For delivery, conventional onboard imaging such as CBCT will continue to play an important role in improving pre-treatment patient setup, while emerging techniques based on MRI-Linac or PET-Linac, along with their counterparts meanwhile also envisioned for particle therapy, may be invaluable to monitor anatomical and functional changes. On the other hand, new techniques based on Cherenkov emission and radiation acoustics may find much needed clinical utility for mapping and assessing the 3D dose delivery superficially or at tissue depth, respectively. The high dose rate provides an opportunity to image radiation deposition with tools that are not previously viable at lower dose rates, such as the ability to image the volumetric delivery of dose with acoustic tomography methods. The development of these novel tools can help with a new era of ultra-fast (pulse-based) FLASH dosimetry for FLASH-RT, as the improved SNR offers new ways to image the dose deposition. However, there remain several challenges for offline and online detection and monitoring of FLASH-RT in terms of sensitivity, spatial and temporal resolutions that need to be addressed for photon and particle beam modalities. Methods based on AI and faster electronics and advanced beam control systems may help resolve many of the impending reconstruction problems and optimize the associated clinical workflow61.

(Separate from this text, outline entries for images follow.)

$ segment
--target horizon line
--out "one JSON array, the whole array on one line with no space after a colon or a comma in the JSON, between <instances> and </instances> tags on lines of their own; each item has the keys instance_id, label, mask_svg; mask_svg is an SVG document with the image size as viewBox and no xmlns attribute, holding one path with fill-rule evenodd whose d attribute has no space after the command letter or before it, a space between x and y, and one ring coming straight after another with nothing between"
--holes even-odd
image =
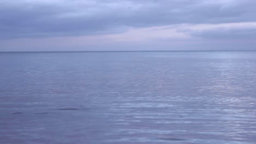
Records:
<instances>
[{"instance_id":1,"label":"horizon line","mask_svg":"<svg viewBox=\"0 0 256 144\"><path fill-rule=\"evenodd\" d=\"M193 52L193 51L255 51L256 50L109 50L109 51L1 51L0 52Z\"/></svg>"}]
</instances>

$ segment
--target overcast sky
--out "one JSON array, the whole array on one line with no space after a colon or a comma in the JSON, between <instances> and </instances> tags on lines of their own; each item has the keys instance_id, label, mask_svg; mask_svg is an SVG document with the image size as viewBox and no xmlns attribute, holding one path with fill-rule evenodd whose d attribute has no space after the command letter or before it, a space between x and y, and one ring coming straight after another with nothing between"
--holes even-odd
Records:
<instances>
[{"instance_id":1,"label":"overcast sky","mask_svg":"<svg viewBox=\"0 0 256 144\"><path fill-rule=\"evenodd\" d=\"M254 0L1 0L0 51L256 50Z\"/></svg>"}]
</instances>

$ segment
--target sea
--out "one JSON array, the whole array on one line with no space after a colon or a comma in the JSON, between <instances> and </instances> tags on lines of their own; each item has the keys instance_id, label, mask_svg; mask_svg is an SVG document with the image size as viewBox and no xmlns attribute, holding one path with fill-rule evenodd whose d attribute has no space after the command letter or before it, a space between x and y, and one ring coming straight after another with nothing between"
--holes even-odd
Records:
<instances>
[{"instance_id":1,"label":"sea","mask_svg":"<svg viewBox=\"0 0 256 144\"><path fill-rule=\"evenodd\" d=\"M256 143L256 51L0 52L0 143Z\"/></svg>"}]
</instances>

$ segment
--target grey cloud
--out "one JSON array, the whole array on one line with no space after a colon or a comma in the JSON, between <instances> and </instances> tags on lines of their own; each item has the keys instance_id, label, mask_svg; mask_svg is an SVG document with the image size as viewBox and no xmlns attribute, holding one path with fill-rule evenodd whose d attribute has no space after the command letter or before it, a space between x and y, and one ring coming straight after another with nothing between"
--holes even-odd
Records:
<instances>
[{"instance_id":1,"label":"grey cloud","mask_svg":"<svg viewBox=\"0 0 256 144\"><path fill-rule=\"evenodd\" d=\"M3 1L0 39L112 34L129 27L184 23L256 21L256 1Z\"/></svg>"},{"instance_id":2,"label":"grey cloud","mask_svg":"<svg viewBox=\"0 0 256 144\"><path fill-rule=\"evenodd\" d=\"M183 29L180 32L188 35L210 39L255 39L256 27L218 27L205 29Z\"/></svg>"}]
</instances>

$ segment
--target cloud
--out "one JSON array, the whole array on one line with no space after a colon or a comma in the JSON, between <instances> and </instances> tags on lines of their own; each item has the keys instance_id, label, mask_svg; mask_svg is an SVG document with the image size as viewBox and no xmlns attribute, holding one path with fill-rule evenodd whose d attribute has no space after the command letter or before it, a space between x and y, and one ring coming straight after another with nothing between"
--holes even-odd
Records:
<instances>
[{"instance_id":1,"label":"cloud","mask_svg":"<svg viewBox=\"0 0 256 144\"><path fill-rule=\"evenodd\" d=\"M210 39L255 39L256 22L193 25L180 28L177 32Z\"/></svg>"},{"instance_id":2,"label":"cloud","mask_svg":"<svg viewBox=\"0 0 256 144\"><path fill-rule=\"evenodd\" d=\"M0 39L113 34L182 23L255 22L255 4L256 1L249 0L1 1ZM207 35L206 31L188 33Z\"/></svg>"}]
</instances>

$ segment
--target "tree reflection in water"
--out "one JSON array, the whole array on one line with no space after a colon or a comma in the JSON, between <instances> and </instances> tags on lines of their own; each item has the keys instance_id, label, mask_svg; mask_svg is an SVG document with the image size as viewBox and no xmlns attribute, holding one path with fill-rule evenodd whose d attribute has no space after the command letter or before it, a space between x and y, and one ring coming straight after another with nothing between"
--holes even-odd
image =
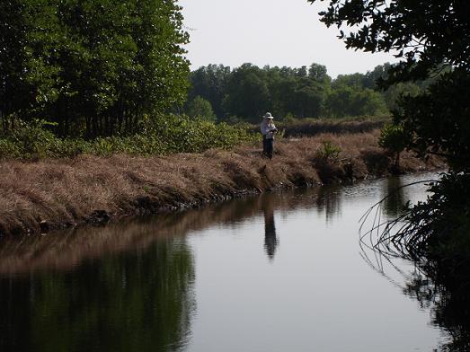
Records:
<instances>
[{"instance_id":1,"label":"tree reflection in water","mask_svg":"<svg viewBox=\"0 0 470 352\"><path fill-rule=\"evenodd\" d=\"M182 238L0 278L2 351L173 351L190 335L192 254Z\"/></svg>"},{"instance_id":2,"label":"tree reflection in water","mask_svg":"<svg viewBox=\"0 0 470 352\"><path fill-rule=\"evenodd\" d=\"M403 272L394 265L395 258L365 243L362 244L362 256L368 264L399 286L404 295L417 300L421 308L430 309L431 322L447 332L448 338L434 351L470 351L469 268L462 269L458 280L455 279L454 273L449 275L439 269L438 265L431 267L430 262L428 262L426 267L415 263L413 270ZM408 260L406 256L402 258ZM400 274L403 283L392 278L393 272ZM450 277L454 279L449 279Z\"/></svg>"},{"instance_id":3,"label":"tree reflection in water","mask_svg":"<svg viewBox=\"0 0 470 352\"><path fill-rule=\"evenodd\" d=\"M389 177L386 180L386 192L383 194L383 210L390 217L396 217L402 214L406 203L403 183L400 177Z\"/></svg>"}]
</instances>

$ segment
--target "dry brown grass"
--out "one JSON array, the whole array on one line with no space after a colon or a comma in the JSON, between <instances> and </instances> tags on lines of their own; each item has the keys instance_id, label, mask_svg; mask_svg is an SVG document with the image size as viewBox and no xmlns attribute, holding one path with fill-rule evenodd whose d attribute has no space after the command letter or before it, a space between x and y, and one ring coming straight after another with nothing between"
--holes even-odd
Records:
<instances>
[{"instance_id":1,"label":"dry brown grass","mask_svg":"<svg viewBox=\"0 0 470 352\"><path fill-rule=\"evenodd\" d=\"M378 130L276 141L273 160L258 145L232 151L162 157L81 155L74 159L0 163L0 234L38 233L108 216L197 207L249 192L314 185L387 172L390 159L377 146ZM341 146L339 160L322 163L322 142ZM442 166L410 154L406 172ZM104 216L103 216L104 215Z\"/></svg>"}]
</instances>

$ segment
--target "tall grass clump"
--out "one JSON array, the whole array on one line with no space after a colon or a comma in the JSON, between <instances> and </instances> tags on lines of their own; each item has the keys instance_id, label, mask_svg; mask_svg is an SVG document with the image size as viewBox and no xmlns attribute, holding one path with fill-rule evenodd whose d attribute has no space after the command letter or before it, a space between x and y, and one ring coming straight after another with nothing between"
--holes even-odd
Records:
<instances>
[{"instance_id":1,"label":"tall grass clump","mask_svg":"<svg viewBox=\"0 0 470 352\"><path fill-rule=\"evenodd\" d=\"M200 153L209 148L231 148L255 141L259 136L243 127L229 126L186 116L161 116L144 122L140 133L130 136L58 137L54 126L45 121L20 123L8 134L0 135L0 159L73 157L87 154L164 155L173 153Z\"/></svg>"}]
</instances>

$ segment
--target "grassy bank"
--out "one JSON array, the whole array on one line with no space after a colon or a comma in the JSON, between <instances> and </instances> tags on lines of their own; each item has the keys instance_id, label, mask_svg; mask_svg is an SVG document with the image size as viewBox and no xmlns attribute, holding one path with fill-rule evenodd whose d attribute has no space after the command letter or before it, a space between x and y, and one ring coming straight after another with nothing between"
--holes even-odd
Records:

Concluding, FLASH-RT is an exciting treatment modality that promises to change not only the practice of radiotherapy but also its adjuvant role in the field of oncology. However, the full-fledged application in radiotherapy will require further developments beyond the state-of-the-art in image-guidance techniques for better planning, delivery, and treatment response assessment, as presented in this contribution.